How far away are the the stars? Answering this question constituted the major research effort of the Van Vleck Observatory for the bulk of the twentieth century. Using a technique called stellar parallax, the astronomers, plate measurers, and computers who worked at Van Vleck observed the heavens, made careful measurements, and performed calculations to determine the distances to stars. While students were not actively involved in this process until the mid-twentieth century, the stellar parallax program was integral to astronomical instruction at Wesleyan, as we can see from the many pedagogical aids in our collection that relate to this technique.
What is stellar parallax?
Stellar parallax describes the way stars that are closer to Earth appear to be moving when measured against a background of farther-away stars. Stars appear to be moving as a result of changes in the Earth’s position: because we rotate around the sun, the Earth in January is about 186 million miles away from where it is in June. When your position of viewing changes, it appears as though things closer than you have shifted, when compared to things father away.
We can see this with a much more down-to-earth example. Put your thumb about six inches away from your face. Your left eye is the Earth in January, your right eye is the Earth in June. Close just your right eye and see where your thumb (the star) is in relation to the letters on your computer screen (which, in our example, represent more distant star). Then close just your left eye and see where your thumb is.
Your thumb appears to jump when you look at it from one eye or the other. What’s actually happening is that the angle from which you are looking at it changes. By measuring how far the star seems to move, we can find the angle we are looking at it from, and then use simple trigonometry to find out how far away the star is.
Determining the distances to stars was an important task for astronomers, because it would allow them to calculate other things, like the absolute magnitude of a star: how bright it actually is, not just how bring it appears to us from Earth.
Teaching stellar parallax
In introductory astronomy classes at Wesleyan now, students are taught stellar parallax through this intuitive, kinesthetic demonstration of parallax. In the class I took, students were asked to stick out their thumbs and see it move against the background of the blackboard. We can imagine twentieth-century astronomy professors leading their students in the same exercise, winking and holding out their thumbs in unison.
But of course stellar parallax was also taught mathematically and in more formal ways. An introductory astronomy textbook from 1930, owned by Frederick Slocum, depicts a drawing of stellar parallax along with a formal description of it. Perhaps Slocum assigned this textbook to his students, who would have learned through reading and mathematical exercises about the observatory’s central research program.
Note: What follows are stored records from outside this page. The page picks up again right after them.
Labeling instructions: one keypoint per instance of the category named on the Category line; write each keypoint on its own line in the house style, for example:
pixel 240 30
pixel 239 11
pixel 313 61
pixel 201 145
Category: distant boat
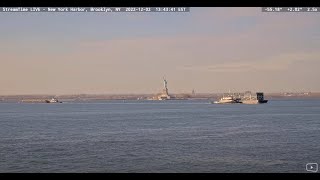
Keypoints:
pixel 255 100
pixel 227 100
pixel 53 100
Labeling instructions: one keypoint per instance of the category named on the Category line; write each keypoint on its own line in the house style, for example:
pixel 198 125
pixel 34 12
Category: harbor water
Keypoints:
pixel 160 136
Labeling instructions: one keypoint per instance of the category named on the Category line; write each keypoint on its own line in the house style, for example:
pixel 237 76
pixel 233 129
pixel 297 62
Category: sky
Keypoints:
pixel 210 50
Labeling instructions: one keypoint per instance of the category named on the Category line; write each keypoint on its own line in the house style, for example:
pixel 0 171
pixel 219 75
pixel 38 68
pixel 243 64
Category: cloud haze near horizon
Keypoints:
pixel 209 50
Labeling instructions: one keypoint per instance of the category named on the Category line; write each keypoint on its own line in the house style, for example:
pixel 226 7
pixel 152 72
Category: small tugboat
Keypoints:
pixel 53 100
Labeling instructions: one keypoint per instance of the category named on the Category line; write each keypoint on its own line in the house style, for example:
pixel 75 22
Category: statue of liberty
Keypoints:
pixel 165 83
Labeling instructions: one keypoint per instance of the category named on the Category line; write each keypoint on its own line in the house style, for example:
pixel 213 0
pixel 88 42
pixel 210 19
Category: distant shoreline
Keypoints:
pixel 104 97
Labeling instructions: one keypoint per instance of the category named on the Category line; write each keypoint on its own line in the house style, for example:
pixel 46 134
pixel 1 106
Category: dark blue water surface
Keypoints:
pixel 164 136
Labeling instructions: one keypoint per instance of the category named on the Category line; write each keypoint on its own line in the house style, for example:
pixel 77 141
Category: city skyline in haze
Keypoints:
pixel 210 50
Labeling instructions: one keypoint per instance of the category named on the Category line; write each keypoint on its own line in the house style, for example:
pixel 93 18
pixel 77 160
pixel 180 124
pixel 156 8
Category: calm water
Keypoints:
pixel 149 136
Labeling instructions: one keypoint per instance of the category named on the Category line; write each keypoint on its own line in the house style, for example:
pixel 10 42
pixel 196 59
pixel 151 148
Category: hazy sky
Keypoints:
pixel 209 50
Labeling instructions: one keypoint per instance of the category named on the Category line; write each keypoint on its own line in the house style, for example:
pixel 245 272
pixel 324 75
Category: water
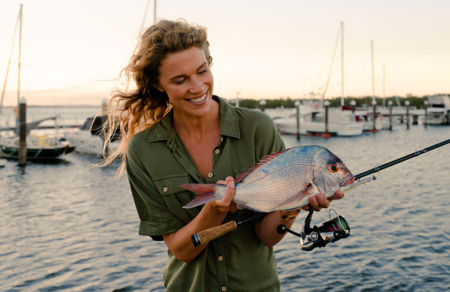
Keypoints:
pixel 68 227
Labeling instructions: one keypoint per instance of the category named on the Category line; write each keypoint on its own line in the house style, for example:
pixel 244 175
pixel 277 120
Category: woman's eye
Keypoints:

Students would also have learned about stellar parallax through other classroom methods. Nowadays, astronomy professors rely on PowerPoint presentations to supplement their lectures. In the early twentieth century, Slocum and his colleagues would have illustrated their lectures using lantern slides. These glass slides, viewed therough a projector, could enlarge photos for classroom viewing, and create serial slideshows. Many of these lantern slides survive today—we have a cabinet full of them in the observatory. Boxes of slides used for teaching include depictions of stellar parallax, solar eclipses, stars and planets, and important historical figures in astronomy. A set of teaching slides about stellar parallax illustrate the general concept, offer examples taken from Barnard’s Star, a famous red dwarf, and even include a lesson plan for the day. Images of decidedly non-astronomical subjects—such as Frederick Slocum in costume for a play he appeared in on campus, or photographs from a sailing trip he took to the Bahamas—show that lantern slides were about fun as well as teaching.
Stellar parallax has been taught at Van Vleck visually, through textbooks, and kinesthetically, all within the same four walls of the astronomy classroom. As the many teaching resources on parallax contained in our collections suggest, Frederick Slocum’s goal of uniting research and instruction under one roof was a reality from the observatory’s beginnings.